Since then the Red Frog Schoolies Chaplaincy has grown to more than 100 volunteers patrolling Surf Coast beaches, pubs and motel rooms to prevent excessive drinking, drug overdoses, unwanted sexual advances and violence.
“To be honest, the schoolies have always reacted well to us,” Mark says.
“Our guys are now there to cook pancakes and also hand out the frogs.
“I mean, everyone loves free stuff.”
The volunteers tried handing out soft chocolates, hard-boiled lollies, even green frogs but nothing – except perhaps Mark – connected with teens like red frogs.

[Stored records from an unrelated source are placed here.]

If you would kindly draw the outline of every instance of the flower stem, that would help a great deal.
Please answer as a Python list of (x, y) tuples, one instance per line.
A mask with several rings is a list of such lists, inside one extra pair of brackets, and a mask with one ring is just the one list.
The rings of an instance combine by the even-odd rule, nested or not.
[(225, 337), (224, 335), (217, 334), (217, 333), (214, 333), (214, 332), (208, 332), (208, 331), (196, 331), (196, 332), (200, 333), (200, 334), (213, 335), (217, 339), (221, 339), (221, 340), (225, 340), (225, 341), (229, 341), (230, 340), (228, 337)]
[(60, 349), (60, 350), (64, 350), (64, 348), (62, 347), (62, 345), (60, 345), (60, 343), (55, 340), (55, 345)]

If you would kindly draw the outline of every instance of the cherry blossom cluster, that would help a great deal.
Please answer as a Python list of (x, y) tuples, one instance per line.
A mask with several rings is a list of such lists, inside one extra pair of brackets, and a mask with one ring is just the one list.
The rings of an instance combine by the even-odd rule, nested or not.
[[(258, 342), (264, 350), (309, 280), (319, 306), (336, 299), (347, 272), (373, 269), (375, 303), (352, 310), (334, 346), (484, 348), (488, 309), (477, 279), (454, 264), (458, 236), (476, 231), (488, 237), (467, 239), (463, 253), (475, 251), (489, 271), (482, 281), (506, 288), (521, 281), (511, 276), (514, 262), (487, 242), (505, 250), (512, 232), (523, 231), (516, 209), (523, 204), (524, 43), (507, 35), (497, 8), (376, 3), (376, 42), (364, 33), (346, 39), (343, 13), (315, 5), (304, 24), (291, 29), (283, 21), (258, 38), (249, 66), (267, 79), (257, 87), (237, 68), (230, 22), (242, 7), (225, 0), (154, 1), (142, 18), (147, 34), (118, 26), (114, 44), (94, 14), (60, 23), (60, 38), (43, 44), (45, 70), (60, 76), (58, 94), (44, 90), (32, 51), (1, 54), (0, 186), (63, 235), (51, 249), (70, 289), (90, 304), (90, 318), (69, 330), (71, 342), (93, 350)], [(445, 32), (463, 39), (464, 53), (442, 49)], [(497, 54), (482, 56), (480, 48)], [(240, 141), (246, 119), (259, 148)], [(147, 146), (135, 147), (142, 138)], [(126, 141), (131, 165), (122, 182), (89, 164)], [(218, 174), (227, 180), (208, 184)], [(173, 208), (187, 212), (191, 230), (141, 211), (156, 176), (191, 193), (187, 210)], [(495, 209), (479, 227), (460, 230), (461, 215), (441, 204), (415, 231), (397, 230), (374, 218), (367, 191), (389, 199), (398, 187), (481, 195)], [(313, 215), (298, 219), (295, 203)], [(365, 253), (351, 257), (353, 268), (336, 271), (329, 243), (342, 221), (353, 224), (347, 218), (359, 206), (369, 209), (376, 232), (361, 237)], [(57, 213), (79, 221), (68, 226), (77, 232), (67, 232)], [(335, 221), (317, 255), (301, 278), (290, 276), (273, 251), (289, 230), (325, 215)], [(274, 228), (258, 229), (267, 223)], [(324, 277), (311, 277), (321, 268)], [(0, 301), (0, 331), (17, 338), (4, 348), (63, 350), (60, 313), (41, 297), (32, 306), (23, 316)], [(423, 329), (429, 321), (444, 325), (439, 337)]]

He takes time to speak to nearly all students at Geelong schools before the end-of-year celebrations, giving them warnings to look after their mates, keep room bonds, drink heaps of water and respect the community.
“One of the roles we play really well is just putting positive role models in environments where risky behaviour can cause damage,” he says.
As a typical alpha young male, Mark experienced all the highs and lows of adolescence.
But he can recall the moment of clarity in his life when he quit his stable PE teaching job and joined Barrabool Hills Baptist Church.
“I was always around that footy lifestyle and lived that lifestyle pretty hard,” Mark explains.
“At 23 or 24 I arrived as a young dad and I saw the damage to a lot of people of my age and the path they were going down, so I decided to make a decision to really get my life right and make some better choices.
“Some of the decisions I made in the past weren’t wise.”
An unwanted legacy out of his control was the family’s dodgy knees. His dad, Graham Gellie, coached St Kilda for two and a half seasons in the mid-1980s after being forced to retire aged 28 after just 33 league games in six seasons.
As the 1978 club best and fairest winner in his debut season, Graham’s courage was only matched by pain.
His career was cut short by no less than 12 knee operations.
Mark, through gritted teeth, bares the same scars.
“It’s hereditary, I think,” he broods.
“I’ve only had three knee reconstructions.
“Obviously it’s a genetic thing.”
But after playing his last footy game at 26, Mark is wise beyond his years.
The 33-year-old coached Geelong Falcons’ under-15s for four years, was its under-18s runner and now works with Geelong’s VFL side.
“I felt a real calling to be a role model for others,” he says.
“You have that in football clubs because, for me, football clubs can be a fantastic place for young men, but so is the church.”